Die I. (J.), ein Eigenbetrieb der Beklagten, begannen im Jahr 1998 damit, ein Sammelsystem für Alttextilien einzuführen. Hierzu stellten sie Altkleidercontainer im Stadtgebiet der Beklagten auf. Mitte 2013 standen an 69 Standplätzen Alttextiliencontainer der J. neben Altglascontainern an deren Standplätzen. Im Herbst 2013 erweiterten die J. ihr Sammelkonzept für Alttextilien, indem sie weitere 85 Container aufstellten. Seitdem steht an jedem Standplatz mit Altglascontainern zumindest ein Alttextiliencontainer. Der für die Erweiterung notwendige Wirtschaftsplan war zuvor im November 2012 im Betriebsausschuss beraten und im Dezember 2012 im Rat der C. beschlossen worden. Die Dichte des Containersystems soll gewährleisten, dass die Entfernung zu einem Standplatz für jeden Bürger nicht mehr als 500 Meter beträgt und nicht mehr als 1.000 Einwohner an einen Standplatz angeschlossen sind.

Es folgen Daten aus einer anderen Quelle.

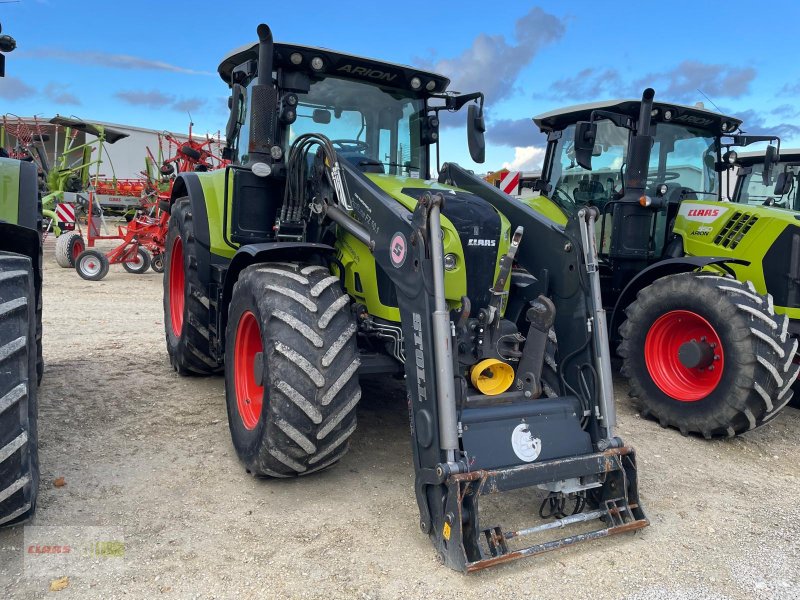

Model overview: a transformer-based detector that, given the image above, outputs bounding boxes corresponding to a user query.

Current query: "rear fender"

[608,256,750,339]
[167,173,230,288]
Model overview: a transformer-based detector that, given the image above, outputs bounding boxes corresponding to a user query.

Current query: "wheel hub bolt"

[678,338,714,369]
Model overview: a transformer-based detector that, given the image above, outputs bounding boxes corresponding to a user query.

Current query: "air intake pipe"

[248,23,278,166]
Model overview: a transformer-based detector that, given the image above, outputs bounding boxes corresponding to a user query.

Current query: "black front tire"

[0,252,39,526]
[225,263,361,477]
[164,198,222,375]
[75,250,109,281]
[150,253,164,273]
[619,273,800,438]
[55,231,86,269]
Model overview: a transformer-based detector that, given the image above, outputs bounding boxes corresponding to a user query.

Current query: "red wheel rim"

[644,310,725,402]
[233,310,264,429]
[72,239,86,261]
[169,237,186,337]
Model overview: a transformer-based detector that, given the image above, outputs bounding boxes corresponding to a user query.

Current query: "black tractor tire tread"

[164,197,222,375]
[34,244,44,385]
[0,252,39,526]
[226,263,361,477]
[618,273,800,438]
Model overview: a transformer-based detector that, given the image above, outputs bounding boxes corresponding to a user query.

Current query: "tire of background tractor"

[164,198,222,375]
[619,273,800,438]
[0,252,39,526]
[150,254,164,273]
[75,250,109,281]
[225,263,361,477]
[122,246,151,275]
[55,231,86,269]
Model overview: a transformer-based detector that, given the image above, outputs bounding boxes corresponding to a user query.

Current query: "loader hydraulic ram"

[164,25,648,572]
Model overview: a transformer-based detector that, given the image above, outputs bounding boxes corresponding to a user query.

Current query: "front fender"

[609,256,750,338]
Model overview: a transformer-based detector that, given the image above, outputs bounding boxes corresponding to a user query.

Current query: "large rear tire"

[0,252,39,526]
[619,273,800,438]
[225,263,361,477]
[55,231,86,269]
[164,198,222,375]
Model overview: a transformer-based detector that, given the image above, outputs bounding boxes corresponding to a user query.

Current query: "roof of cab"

[217,42,450,93]
[736,148,800,167]
[533,99,742,133]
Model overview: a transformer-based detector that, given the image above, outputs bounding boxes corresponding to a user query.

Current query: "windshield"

[548,120,718,210]
[286,77,425,177]
[733,162,800,210]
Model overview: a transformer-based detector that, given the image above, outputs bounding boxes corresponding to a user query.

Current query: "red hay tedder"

[75,125,227,281]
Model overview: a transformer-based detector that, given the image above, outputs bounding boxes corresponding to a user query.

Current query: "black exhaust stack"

[248,23,278,166]
[610,88,656,260]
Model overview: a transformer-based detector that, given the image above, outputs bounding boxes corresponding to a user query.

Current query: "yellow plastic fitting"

[470,358,514,396]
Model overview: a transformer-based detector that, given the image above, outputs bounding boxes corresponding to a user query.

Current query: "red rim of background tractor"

[644,310,725,402]
[233,310,264,430]
[169,237,186,337]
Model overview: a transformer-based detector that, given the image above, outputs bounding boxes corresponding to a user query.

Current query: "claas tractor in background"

[0,22,44,527]
[730,148,800,211]
[521,89,800,438]
[164,25,648,571]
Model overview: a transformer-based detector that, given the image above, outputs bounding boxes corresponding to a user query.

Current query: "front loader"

[164,25,648,572]
[521,89,800,438]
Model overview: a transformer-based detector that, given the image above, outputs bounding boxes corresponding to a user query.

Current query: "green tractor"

[0,25,44,526]
[164,25,648,571]
[730,149,800,211]
[521,89,800,438]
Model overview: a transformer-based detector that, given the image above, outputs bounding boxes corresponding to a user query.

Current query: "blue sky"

[0,0,800,171]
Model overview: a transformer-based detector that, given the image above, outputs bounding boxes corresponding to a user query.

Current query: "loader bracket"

[429,446,649,573]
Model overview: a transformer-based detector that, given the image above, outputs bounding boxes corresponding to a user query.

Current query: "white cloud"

[503,146,544,171]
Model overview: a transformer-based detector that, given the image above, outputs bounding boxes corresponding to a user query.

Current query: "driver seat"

[572,179,606,204]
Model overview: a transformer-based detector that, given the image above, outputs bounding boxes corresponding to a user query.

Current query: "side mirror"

[761,145,780,186]
[311,108,331,125]
[467,104,486,163]
[575,121,597,171]
[772,171,794,196]
[225,83,245,155]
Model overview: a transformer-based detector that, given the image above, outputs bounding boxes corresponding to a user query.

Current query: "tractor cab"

[731,149,800,211]
[219,43,483,179]
[534,100,740,261]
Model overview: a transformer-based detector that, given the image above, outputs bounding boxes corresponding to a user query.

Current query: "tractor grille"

[714,211,758,250]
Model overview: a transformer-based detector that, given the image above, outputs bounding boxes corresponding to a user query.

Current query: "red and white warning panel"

[56,202,75,231]
[500,171,520,195]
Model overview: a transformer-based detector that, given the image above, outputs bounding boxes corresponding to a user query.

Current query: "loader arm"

[320,156,648,572]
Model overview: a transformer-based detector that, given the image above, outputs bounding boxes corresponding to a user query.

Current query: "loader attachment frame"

[325,159,649,572]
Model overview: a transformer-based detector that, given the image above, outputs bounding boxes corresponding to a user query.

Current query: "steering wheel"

[551,185,578,210]
[647,171,681,185]
[331,140,369,154]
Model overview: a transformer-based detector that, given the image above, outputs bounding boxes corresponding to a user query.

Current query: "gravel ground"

[0,241,800,600]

Die Klägerin führt bundesweit Sammlungen von Alttextilien durch das Aufstellen von Altkleidercontainern durch - im Jahre 2012 im Umfang von ca. 12.000 t. Sie betreibt einen eigenen Sortierbetrieb und beschäftigt ca. 140 Mitarbeiter. Die gesammelten Altkleider, Schuhe und Haushaltstextilien werden an Verwertungsbetriebe weitergegeben oder im Ausland verkauft.
Am 13.8.2013 zeigte die Klägerin der Beklagten an, dass sie beabsichtige, im Zuständigkeitsbereich der Beklagten Alttextilsammlungen durch Aufstellen von Containern durchzuführen. Geplant seien ca. 100 Container und eine Sammelmenge von 200 t. Die Sammlung sei auf Dauer, mindestens aber für drei Jahre geplant. Bislang sei im Zuständigkeitsbereich der Beklagten kein Container aufgestellt worden.
Mit Bescheid vom 24.3.2014 untersagte die Beklagte der Klägerin nach entsprechender Anhörung die Sammlung und drohte ihr für den Fall der Zuwiderhandlung ein Zwangsgeld in Höhe von 2.500 € an.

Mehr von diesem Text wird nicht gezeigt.